The jury is still out on whether electric scooter rentals will be a viable form of transportation in the long-term. For now, though, they’re pretty common on the downtown sidewalks of some major cities, where anyone with a smartphone and a credit card can unlock one and hit the road.
Except in Greater Boston. Many cities and towns have been generally reluctant to open up to scooter companies such as Lime and Bird. They cite state law that was designed for mopeds but that officials believe makes powered scooters illegal under Massachusetts law because they lack turn signals. This applies to both rental scooters and those privately owned, although it appears local police rarely enforce the law.
Brookline and Salem had allowed companies to rent scooters in their communities, and did not get any pushback from the state. Even so, the lack of clarity in state law is causing issues. Brookline, for example, suspended its scooter program after an eight-month pilot program and likely won’t resume it until neighboring cities also agree to adopt them.
“We learned what we could from our pilot,” said Heather Hamilton, a member of the town’s selectboard who led the push for the scooter test. “In order to do a pilot where we’re going to get more information, it needs to be in a bigger geographic area.”
Hamilton said surveys showed that a surprisingly high rate of the more than 100,000 scooter rentals in Brookline last year replaced what would have otherwise been walking trips. She attributed that to the small area of movement within the town’s borders, as the average ride was less than a mile.
Governor Charlie Baker filed legislation more than a year ago that would allow scooters on public roads without turn signals, but the Legislature has not acted on it. However, state Representative William Straus, co-chair of the Legislature’s transportation committee, said he hopes they are legalized before the summer.
Lime had been otherwise active in the region until recently, operating a rental service for electric-powered bicycles in several suburbs of Boston through an agreement with the Metropolitan Area Planning Council. But the company recently told MAPC it would not be returning next year. Instead, company officials say they are focusing on scooter rentals and hope to bring them to the Boston area as soon as they’re allowed.
“Our business is changing a lot around the world,” said Lime spokesman Russ Murphy. “The Boston area is one of the few markets that kept bikes as long as they did.”

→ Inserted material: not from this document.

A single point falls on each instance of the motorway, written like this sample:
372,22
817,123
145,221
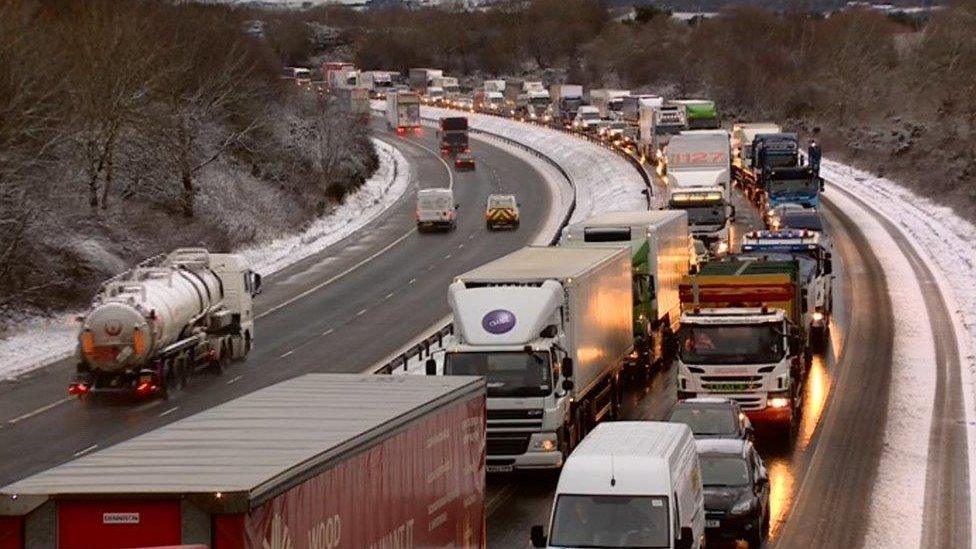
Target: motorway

Still, even in places where scooters are legal and encouraged, Lime recently dropped its service in a dozen communities where it wasn’t making enough money, including cities with better year-round conditions than Boston, such as San Diego and San Antonio.
RealID becomes reality
It’s 2020, meaning that one long-awaited deadline will hit travelers later this year. For those who use their Massachusetts driver’s license to board a plane, they will have to switch over to the new RealID license by October.

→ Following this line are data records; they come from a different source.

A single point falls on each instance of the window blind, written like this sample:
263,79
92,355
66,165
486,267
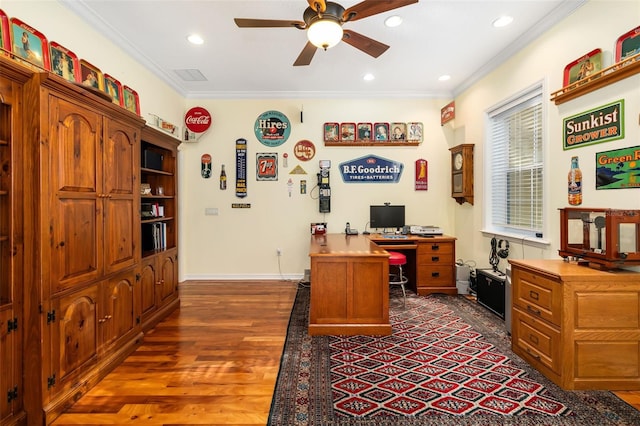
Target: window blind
516,172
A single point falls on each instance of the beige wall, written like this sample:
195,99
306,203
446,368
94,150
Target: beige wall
242,243
544,60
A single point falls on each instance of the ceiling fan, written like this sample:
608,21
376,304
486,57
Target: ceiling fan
323,21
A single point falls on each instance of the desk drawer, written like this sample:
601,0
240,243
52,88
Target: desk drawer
436,252
538,340
436,276
537,295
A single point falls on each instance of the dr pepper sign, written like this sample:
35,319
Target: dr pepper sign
197,121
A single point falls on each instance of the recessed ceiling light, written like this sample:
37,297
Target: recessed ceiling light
502,21
393,21
195,39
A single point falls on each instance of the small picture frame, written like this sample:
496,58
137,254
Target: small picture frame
331,132
414,131
113,88
398,132
348,132
628,44
381,131
5,34
130,99
29,44
90,75
583,67
364,131
64,62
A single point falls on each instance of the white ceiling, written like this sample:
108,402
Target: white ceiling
437,37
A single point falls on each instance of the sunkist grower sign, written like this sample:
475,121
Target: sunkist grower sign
603,124
371,169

A traditional Massachusetts license will no longer be accepted as identification for flights, or to enter federal buildings, after that date; a passport, though, is still an acceptable identification at those venues.
The federal rule was taken up as an anti-terrorism measure during the George W. Bush administration. Drivers need additional proof of identity to get a RealID (see list at mass.gov/realid) and they cannot be renewed online — meaning it’s time for a visit to a Registry of Motor Vehicles branch.
Massachusetts began offering RealID in 2018 and initially experienced huge crowds at RMV locations. But the long lines may return as the October deadline approaches. To save time, you can go online to start the application and finish it off at a Registry office. Local branches of AAA also issue RealID licenses.
So far, about 1.4 million Massachusetts residents have gotten a RealID.